Huawei Technologies, without building a car itself, leveraged the 2026 Auto China exhibition to cement its role as a dominant supplier of smart‑car hardware, software and services, driving a surge in its automotive revenue that is now approaching pre‑U.S. sanctions levels.
Business news
At the Auto China 2026 show in Beijing, the name Huawei appeared on more than half of the exhibitor booths, from infotainment screens to full‑stack autonomous driving platforms. The Chinese tech giant did not unveil a proprietary vehicle, but it used the event to announce three new product lines:
- Huawei Inside – a turnkey solution that bundles 5G‑enabled telematics, the Ascend 310 AI chip, and a cloud‑based OTA update service for OEMs.
- HiCar OS 3.0 – the latest version of its vehicle‑grade operating system, now supporting over 1,200 third‑party apps and integrated with the company’s HarmonyOS ecosystem.
- XCharge Ultra – a bidirectional fast‑charging module that can deliver 350 kW DC charge while feeding energy back to the grid, aimed at fleet and robotaxi operators.
These announcements came alongside a partnership roster that now includes BYD, Geely, Changan and FAW, collectively accounting for roughly 45 % of China’s passenger‑car sales in 2025.

Market context
China remains the world’s largest auto market, with 2025 sales topping 28 million units, according to the China Association of Automobile Manufacturers (CAAM).

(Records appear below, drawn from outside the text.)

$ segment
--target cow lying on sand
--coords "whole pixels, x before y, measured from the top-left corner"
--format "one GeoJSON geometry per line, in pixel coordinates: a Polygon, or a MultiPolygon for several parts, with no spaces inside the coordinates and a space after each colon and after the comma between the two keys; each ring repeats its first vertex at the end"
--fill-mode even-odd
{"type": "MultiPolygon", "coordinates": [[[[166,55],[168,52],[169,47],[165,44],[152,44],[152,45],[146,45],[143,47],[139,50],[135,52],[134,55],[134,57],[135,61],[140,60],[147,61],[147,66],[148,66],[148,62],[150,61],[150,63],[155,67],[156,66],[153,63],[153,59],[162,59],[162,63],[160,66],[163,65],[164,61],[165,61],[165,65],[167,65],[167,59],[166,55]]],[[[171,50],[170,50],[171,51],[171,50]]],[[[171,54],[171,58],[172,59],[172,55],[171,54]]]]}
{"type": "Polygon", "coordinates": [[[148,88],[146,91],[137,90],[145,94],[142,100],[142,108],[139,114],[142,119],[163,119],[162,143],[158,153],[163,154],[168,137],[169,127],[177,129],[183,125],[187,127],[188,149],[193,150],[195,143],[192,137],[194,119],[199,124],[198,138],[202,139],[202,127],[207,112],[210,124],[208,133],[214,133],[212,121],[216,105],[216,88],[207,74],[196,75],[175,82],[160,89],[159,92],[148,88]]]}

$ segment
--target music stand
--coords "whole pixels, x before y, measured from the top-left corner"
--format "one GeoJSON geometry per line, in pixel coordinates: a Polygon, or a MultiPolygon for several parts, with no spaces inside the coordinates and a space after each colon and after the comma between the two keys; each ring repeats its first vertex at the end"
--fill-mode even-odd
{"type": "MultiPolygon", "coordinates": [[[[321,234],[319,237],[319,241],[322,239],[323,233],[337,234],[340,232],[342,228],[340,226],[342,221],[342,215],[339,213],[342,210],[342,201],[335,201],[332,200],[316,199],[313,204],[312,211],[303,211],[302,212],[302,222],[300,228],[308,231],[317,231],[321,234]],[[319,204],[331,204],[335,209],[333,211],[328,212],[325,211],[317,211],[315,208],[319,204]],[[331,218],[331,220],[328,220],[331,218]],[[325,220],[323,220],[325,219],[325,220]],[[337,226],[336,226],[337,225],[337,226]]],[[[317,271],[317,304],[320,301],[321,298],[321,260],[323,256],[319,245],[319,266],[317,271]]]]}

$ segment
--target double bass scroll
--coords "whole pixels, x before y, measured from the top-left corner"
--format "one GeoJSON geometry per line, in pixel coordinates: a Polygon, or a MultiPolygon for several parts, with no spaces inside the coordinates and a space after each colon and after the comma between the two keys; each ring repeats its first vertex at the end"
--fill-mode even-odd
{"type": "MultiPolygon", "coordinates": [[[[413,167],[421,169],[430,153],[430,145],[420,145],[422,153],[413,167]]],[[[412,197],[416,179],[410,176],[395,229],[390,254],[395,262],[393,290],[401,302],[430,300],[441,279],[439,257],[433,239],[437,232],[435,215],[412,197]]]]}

OEMs are under pressure to meet the government’s 2027 target of 50 % new‑energy vehicle (NEV) penetration and to embed advanced driver‑assistance systems (ADAS) that qualify for the upcoming “Level‑3+” subsidy tier.
Huawei’s automotive division reported ¥78 billion ($11.2 billion) in revenue for the fiscal year ending December 2025, a 23 % YoY increase from the previous year and the first time the segment has approached its pre‑sanctions peak of ¥85 billion in 2022. The rebound is largely driven by:
- 5G‑connected car platforms – carriers such as China Mobile have signed multi‑year agreements to provide dedicated network slices for Huawei‑enabled vehicles, promising sub‑10 ms latency for V2X services.
- AI chip adoption – the Ascend 310, now shipped in over 1.1 million vehicles, delivers 2.5 TFLOPs of AI compute, enabling real‑time perception for lane‑keeping, pedestrian detection and predictive cruise control.
- Software licensing – OEMs are moving from one‑off hardware purchases to recurring revenue models for HiCar OS, with average annual license fees of ¥3,200 per vehicle.
Analysts at Bloomberg Intelligence estimate that Huawei’s share of the Chinese automotive‑software market could rise from 12 % in 2025 to 18 % by 2028, narrowing the gap with domestic rivals such as Baidu Apollo and foreign players like Nvidia’s DRIVE platform.
What it means
OEMs gain a domestic, vertically integrated alternative – With U.S. export controls limiting access to certain semiconductor technologies, Chinese manufacturers have turned to Huawei for a home‑grown stack that combines connectivity, AI processing and OTA capabilities. This reduces supply‑chain risk and aligns with the government’s “dual circulation” policy.
Revenue diversification for Huawei – The automotive segment now accounts for roughly 15 % of Huawei’s total revenue, up from 9 % two years ago. The shift helps offset slower growth in its traditional telecom equipment business, where 5G rollout has plateaued.
Competitive pressure on legacy suppliers – Companies such as Bosch and Continental, which have historically supplied ADAS hardware, face pricing pressure as Huawei’s economies of scale allow it to price the Ascend 310 at roughly ¥1,200 per unit, 30 % below comparable foreign chips.
Implications for the robotaxi race – Huawei’s XCharge Ultra and its cloud‑based fleet‑management platform position it as a key enabler for robotaxi operators. Early pilots with Didi and Pony.ai suggest a potential reduction of operating costs by 12 % per kilometre, primarily through faster charging cycles and predictive maintenance.
Regulatory watch – While Huawei’s expansion is welcomed by Chinese policymakers, it also draws scrutiny from U.S. and EU regulators concerned about data sovereignty. Huawei has pledged to store vehicle telemetry within China’s borders and to open its APIs to third‑party auditors, a move that may mitigate some export‑control concerns.
Overall, the Auto China 2026 show signaled that Huawei’s strategy of becoming an “in‑car brain” rather than a carmaker is paying off. By embedding its technology across a broad swath of Chinese OEMs, the company is reshaping the revenue mix of the nation’s auto sector and setting a template that could be replicated in other emerging markets.